Yeah, this happened. This mentally damaged Vietnam vet became a fighter for freedom and hero to kids. If you followed up the first movie with this cartoon, you’d probably be pretty damn confused. It was typical 80’s action dreck. He had lots of one-liners, no issues with fighting and nothing about the trauma that nearly destroyed his life. I mean even movies made him at least a little sad looking, he seemed to be enjoying the shit out blowing things up.

Maybe because no one ever died. Who knows. Here’s a taste, maybe you can explain it. Cocaine is a perfectly acceptable answer.

Seriously. Robocop got himself a cartoon too. R-Rated splatter fests became kid heroes. Generation X was the best.

Rambo III (1988)

I actually enjoy this one but I can’t defend it. Except that people think it’s where Rambo helps the Taliban. That’s not entirely accurate. Besides, James Bond was doing the same thing that year in The Living Daylights¬†and no one keeps giving HIM shit. Let’s lay off that stuff, world politics are murky and hindsight is always 20/20.

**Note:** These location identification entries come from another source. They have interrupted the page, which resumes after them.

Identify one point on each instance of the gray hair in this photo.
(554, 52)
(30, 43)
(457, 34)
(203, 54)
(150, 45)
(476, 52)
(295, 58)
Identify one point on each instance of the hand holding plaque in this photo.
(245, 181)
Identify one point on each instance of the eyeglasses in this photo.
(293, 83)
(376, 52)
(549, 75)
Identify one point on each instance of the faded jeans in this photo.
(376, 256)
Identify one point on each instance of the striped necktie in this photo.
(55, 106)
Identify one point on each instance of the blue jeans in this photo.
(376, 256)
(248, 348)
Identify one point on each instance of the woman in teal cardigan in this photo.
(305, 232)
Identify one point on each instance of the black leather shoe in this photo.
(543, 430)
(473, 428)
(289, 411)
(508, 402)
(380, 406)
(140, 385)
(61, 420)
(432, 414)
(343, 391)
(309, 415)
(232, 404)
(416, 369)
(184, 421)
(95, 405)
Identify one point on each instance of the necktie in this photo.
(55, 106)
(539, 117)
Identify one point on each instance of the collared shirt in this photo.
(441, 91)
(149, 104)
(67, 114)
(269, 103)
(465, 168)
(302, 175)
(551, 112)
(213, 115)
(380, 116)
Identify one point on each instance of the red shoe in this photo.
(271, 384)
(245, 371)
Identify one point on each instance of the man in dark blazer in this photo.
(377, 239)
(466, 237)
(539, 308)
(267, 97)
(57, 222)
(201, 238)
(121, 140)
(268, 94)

That doesn’t excuse this dumbed down action schlock that really isn’t that good in the action department. Rambo can’t get hurt and heals wounds by exploding them. Really, this happened:

Well you gotta hand it to the F/X team on that one. It looks amazing. Later he gets shot in the leg with little ill-effect and then runs a tank head-on into a Russian helicopter gunship. Everything explodes.

Rambo has very little character growth in either of the sequels. He does some stick fighting in this one and you can see he’s fighting the urge to just kill the guy he defeats but that struggle never comes up again.

Trautman gets captured so he goes in to rescue him. Fails on first attempt, kills more people, succeeds, big battle, the end. It’s barely 90 minutes long and feels longer.

Still a guy gets hung and then immediately explodes so at least there’s that.

Rambo (2008)

This one is a bit of head scratcher for me. It’s really not that much more than a dumbed down action movie but it tries to be. It highlights some actual real-world events going on in the former Burma and shows Rambo to be a detached and lonely man, no longer trying to get back into the world but just content to eek out a miserable living in Thailand catching snakes, pretty much dead to the world.

A group of peaceniks from a church group come to try to help some of the natives in the war torn country and need Rambo to ferry them up from Thailand. He dismisses them as naive (which they were) but is swayed by the sincerity of Julie Benz’s pleas that how meaningful it is to help without weapons.

Of course things go bad and Rambo decides to go in to rescue them. This time he isn’t a one man super army, he joins a group of mercs sent in after the group. He of course saves the day and some of the group, the ones who had a cast credit.

The movie does not shy away from the horrors of war and there is some disturbing moments. In the end though, Rambo does a ridiculous amount of shooting and exploding things which makes it difficult to take the tone seriously that Stallone seemed to be shooting for. It’s not campy and is mostly successful but does have issues.

Also this is the time that CGI blood splatters were a new thing but at its most terrible:


Rambo at least has a bit of an arc and finally seems to have an upbeat ending, with him coming home for the first time in 30 years.

So that gets us to the finale, Rambo: Last Blood. Overall this is a very mixed bag. All are entertaining in their own way but the bar was set so high in the first movie, the rest feel like mediocrity at best. It’s a real shame that nothing really great was made out of this character but it’s also a testament to how good First Blood was that this is still a somewhat relevant franchise 37 years later.